Politics, Like Nature, Abhors A Vacuum: The TNA Moves Nearer Centre Stage
The reluctant floss breezing in to these vacated spaces, believe it or not, is the TNA and its spokesman Sampanthan (S1) and Sumanthiran (S2). It started before the Northern Provincial Council elections and reached a high point in S2’s address to parliament in early December in the budget debate. I am surprised how many Sinhalese friends and the flood on the web pointing out that S1&2 are taking up national issues better than the Sinhala opposition. Maybe people are impressed by the novelty of a party long identified with Tamil politics expanding its compass to national issues. Or maybe it is approval of the TNA for not playing dirty politics, at least not to the same extent as others. Either way it is a sign of puberty; the TNA is morphing. This is welcome; let us wish S2 ever thicker testosterone.

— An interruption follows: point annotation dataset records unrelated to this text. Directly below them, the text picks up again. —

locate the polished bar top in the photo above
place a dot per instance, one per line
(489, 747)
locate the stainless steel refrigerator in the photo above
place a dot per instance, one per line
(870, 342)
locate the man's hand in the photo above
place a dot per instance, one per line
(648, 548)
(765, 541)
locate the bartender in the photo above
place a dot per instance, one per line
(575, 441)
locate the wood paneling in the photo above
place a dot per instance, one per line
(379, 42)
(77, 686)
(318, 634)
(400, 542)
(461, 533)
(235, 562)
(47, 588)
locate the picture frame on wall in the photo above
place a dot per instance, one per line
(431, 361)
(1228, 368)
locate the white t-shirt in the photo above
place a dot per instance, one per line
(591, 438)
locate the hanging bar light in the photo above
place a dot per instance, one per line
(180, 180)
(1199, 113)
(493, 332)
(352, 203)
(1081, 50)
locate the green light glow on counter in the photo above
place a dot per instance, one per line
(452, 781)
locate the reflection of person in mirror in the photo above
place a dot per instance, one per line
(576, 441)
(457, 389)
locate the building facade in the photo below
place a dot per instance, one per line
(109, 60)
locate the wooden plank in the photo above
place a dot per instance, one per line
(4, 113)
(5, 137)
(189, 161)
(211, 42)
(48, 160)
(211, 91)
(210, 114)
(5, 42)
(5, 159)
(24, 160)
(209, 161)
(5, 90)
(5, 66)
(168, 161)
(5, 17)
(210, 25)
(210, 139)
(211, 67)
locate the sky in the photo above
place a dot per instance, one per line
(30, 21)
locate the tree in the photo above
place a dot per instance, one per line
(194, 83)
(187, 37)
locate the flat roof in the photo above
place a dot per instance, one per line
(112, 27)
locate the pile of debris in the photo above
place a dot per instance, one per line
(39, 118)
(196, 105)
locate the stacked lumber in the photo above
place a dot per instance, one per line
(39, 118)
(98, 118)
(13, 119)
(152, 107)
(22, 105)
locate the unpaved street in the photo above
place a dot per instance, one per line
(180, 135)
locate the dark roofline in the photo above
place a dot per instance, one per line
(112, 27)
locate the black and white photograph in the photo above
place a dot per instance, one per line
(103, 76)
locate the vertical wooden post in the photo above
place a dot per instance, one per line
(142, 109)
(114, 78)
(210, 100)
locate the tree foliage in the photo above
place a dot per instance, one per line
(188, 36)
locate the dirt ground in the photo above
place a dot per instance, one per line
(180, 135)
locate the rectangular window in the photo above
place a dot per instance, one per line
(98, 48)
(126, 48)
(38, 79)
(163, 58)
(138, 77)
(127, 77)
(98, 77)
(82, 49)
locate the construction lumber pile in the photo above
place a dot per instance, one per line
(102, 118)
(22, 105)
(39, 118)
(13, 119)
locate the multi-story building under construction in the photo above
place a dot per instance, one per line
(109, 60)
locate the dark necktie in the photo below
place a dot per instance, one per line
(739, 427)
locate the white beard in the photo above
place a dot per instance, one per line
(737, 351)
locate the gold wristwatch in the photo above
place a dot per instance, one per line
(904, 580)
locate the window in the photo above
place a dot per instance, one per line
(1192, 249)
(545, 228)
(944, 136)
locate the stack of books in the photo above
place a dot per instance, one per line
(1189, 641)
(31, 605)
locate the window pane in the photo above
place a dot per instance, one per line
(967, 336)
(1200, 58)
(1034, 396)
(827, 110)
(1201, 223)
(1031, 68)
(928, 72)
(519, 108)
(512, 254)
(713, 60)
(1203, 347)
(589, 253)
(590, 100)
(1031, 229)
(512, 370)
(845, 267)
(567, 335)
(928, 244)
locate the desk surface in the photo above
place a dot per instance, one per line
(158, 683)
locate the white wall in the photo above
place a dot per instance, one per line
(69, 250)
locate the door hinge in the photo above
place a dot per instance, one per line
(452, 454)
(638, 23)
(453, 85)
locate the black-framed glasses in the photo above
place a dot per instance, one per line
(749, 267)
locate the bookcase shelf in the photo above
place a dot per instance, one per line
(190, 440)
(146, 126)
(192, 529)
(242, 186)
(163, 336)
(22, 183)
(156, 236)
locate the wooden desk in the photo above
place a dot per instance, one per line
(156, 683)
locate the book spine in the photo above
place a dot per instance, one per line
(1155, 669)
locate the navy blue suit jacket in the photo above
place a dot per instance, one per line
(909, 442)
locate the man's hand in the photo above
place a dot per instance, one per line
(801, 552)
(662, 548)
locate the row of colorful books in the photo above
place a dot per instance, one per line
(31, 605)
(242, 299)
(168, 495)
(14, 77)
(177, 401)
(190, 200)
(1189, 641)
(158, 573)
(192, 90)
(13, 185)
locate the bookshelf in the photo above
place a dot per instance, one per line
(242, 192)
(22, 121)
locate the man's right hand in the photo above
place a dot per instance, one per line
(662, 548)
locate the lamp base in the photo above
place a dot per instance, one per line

If the TNA enters national politics, without compromising its mandate from the Tamil people, (and why not? what’s the contradiction?), it would be a great gain. The fault with Tamil politics for seven decades is not that it focussed on Tamil issues, that is a must, but that by and large Tamil political ideology remained reactionary. You want examples? I will give you examples. Think of hardened old comprador GGP who voted to strip plantation workers of their citizenship; think of diehard SJV who opposed everything progressive that NM and the old-left attempted on the social and economic front. Think of the quintessential petty bourgeois Amirthlingam – in fairness, he was not a fossilised reactionary. Now things are changing. It is not that Ganesh, lord of wisdom, visited S1 in a trance, it is not that S2 experienced epiphany on the road to Jaffna, it is that if things that should happen don’t happen, then other things happen; my vacuum theory.